Correlation Between Materion and South32
Can any of the company-specific risk be diversified away by investing in both Materion and South32 at the same time? Although using a correlation coefficient on its own may not help to predict future stock returns, this module helps to understand the diversifiable risk of combining Materion and South32 into the same portfolio, which is an essential part of the fundamental portfolio management process.
By analyzing existing cross correlation between Materion and South32 Limited, you can compare the effects of market volatilities on Materion and South32 and check how they will diversify away market risk if combined in the same portfolio for a given time horizon. You can also utilize pair trading strategies of matching a long position in Materion with a short position of South32. Check out your portfolio center. Please also check ongoing floating volatility patterns of Materion and South32.
Diversification Opportunities for Materion and South32
Average diversification
The 3 months correlation between Materion and South32 is 0.13. Overlapping area represents the amount of risk that can be diversified away by holding Materion and South32 Limited in the same portfolio, assuming nothing else is changed. The correlation between historical prices or returns on South32 Limited and Materion is a relative statistical measure of the degree to which these equity instruments tend to move together. The correlation coefficient measures the extent to which returns on Materion are associated (or correlated) with South32. Values of the correlation coefficient range from -1 to +1, where. The correlation of zero (0) is possible when the price movement of South32 Limited has no effect on the direction of Materion i.e., Materion and South32 go up and down completely randomly.
Pair Corralation between Materion and South32
Given the investment horizon of 90 days Materion is expected to generate 2.1 times less return on investment than South32. But when comparing it to its historical volatility, Materion is 1.21 times less risky than South32. It trades about 0.05 of its potential returns per unit of risk.
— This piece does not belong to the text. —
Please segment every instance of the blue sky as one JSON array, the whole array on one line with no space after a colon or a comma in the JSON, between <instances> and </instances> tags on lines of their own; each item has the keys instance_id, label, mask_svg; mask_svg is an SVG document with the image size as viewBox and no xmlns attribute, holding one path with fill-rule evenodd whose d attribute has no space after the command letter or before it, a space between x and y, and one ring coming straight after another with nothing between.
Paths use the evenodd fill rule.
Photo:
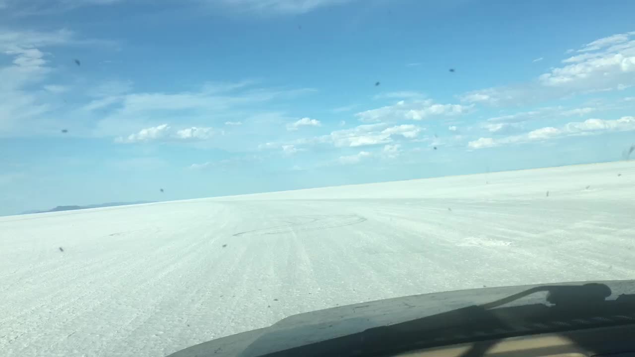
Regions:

South32 Limited is currently generating about 0.09 of returns per unit of risk over similar time horizon. If you would invest 195.00 in South32 Limited on September 4, 2024 and sell it today you would earn a total of 32.00 from holding South32 Limited or generate 16.41% return on investment over 90 days.
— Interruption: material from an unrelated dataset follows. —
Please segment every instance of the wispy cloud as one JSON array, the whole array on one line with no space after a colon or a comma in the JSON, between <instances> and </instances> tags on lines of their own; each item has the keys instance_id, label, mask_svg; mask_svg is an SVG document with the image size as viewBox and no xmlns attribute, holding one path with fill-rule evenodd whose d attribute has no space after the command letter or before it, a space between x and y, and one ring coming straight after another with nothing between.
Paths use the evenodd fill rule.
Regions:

Time Period | 3 Months [change] |
Direction | Moves Together |
Strength | Insignificant |
Accuracy | 98.44% |
Values | Daily Returns |
Materion vs. South32 Limited
Performance |
Timeline |
Materion |
South32 Limited |
Materion and South32 Volatility Contrast
Predicted Return Density |
Returns |
Pair Trading with Materion and South32
The main advantage of trading using opposite Materion and South32 positions is that it hedges away some unsystematic risk. Because of two separate transactions, even if Materion position performs unexpectedly, South32 can make up some of the losses. Pair trading also minimizes risk from directional movements in the market. For example, if an entire industry or sector drops because of unexpected headlines, the short position in South32 will offset losses from the drop in South32's long position.Materion vs. Skeena Resources | Materion vs. Compass Minerals International | Materion vs. IperionX Limited American | Materion vs. EMX Royalty Corp |
South32 vs. IGO Limited | South32 vs. Anglo American PLC | South32 vs. TNG Limited | South32 vs. Amarc Resources |
Check out your portfolio center.Note that this page's information should be used as a complementary analysis to find the right mix of equity instruments to add to your existing portfolios or create a brand new portfolio. You can also try the Odds Of Bankruptcy module to get analysis of equity chance of financial distress in the next 2 years.